Design and synthesis of triazolopyrimidine acylsulfonamides as novel anti-mycobacterial leads acting through inhibition of acetohydroxyacid synthase

Novel triazolopyrimidine acylsulfonamides class of antimycobacterial agents, which are mycobacterial acetohydroxyacid synthase (AHAS) inhibitors were designed by hybridization of known AHAS inhibitors such as sulfonyl urea and triazolopyrimidine sulfonamides. This Letter describes the synthesis and SAR studies of this class of molecules by variation of two parts of the molecule, the phenyl and triazolopyrimidine rings. SAR study describes optimisation of enzyme potency, whole cell potency and evidence of mechanism of action.

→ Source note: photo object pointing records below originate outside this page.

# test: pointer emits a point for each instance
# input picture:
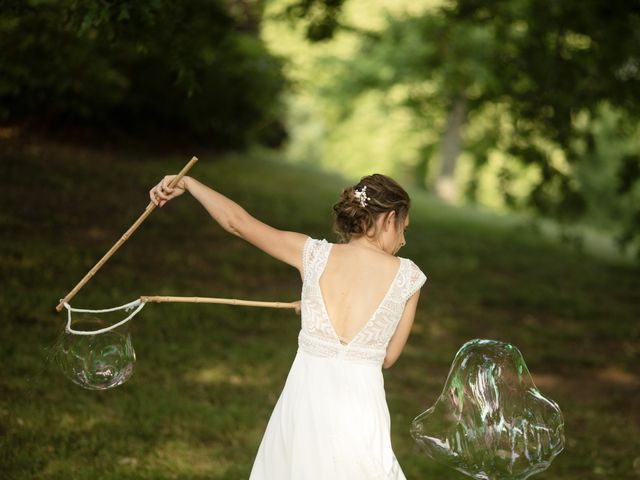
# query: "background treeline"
(196, 68)
(527, 105)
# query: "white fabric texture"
(331, 421)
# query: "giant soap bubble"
(96, 362)
(490, 421)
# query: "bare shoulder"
(284, 245)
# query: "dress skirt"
(331, 422)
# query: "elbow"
(234, 226)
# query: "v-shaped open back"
(318, 334)
(324, 304)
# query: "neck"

Dialkyl bicyclic heterocycles with a bridgehead nitrogen as purine analogs possessing significant cardiac inotropic activity

A number of 5,7-dialkyl-s-triazolo[1,5-a]pyrimidines and 5,7-dialkylpyrazolo[1,5-a]pyrimidines and related heterocycles containing a bridgehead nitrogen have been prepared and studied as cardiovascular agents in the anesthetized dog. A number of these compounds have exhibited significant inotropic activity with little effct on heart rate. Especially active were 5,7-dialkyl-2-amino or 2-alkylthio-2-triazolo[1,5-a]pyrimidines. In contrast, highly polar purine analogs in these ring systems compounds such as 5,7-di-n-propyl-2-benzylthio-1,3,4-thiadiazolo[3,2-a]pyrimidine bromide 45 containing a charge on the bridgehead nitrogen, were inactive. The detailed structure activity relationship of the dialkyl derivatives of related ring systems are discussed. The presence of certain ring nitrogen atoms are vital to potent in vivo activity, presumably due to specific enzyme binding at these sites. Several of the compounds studied, showed oral activity and are excellent candidates for further evaluation in man.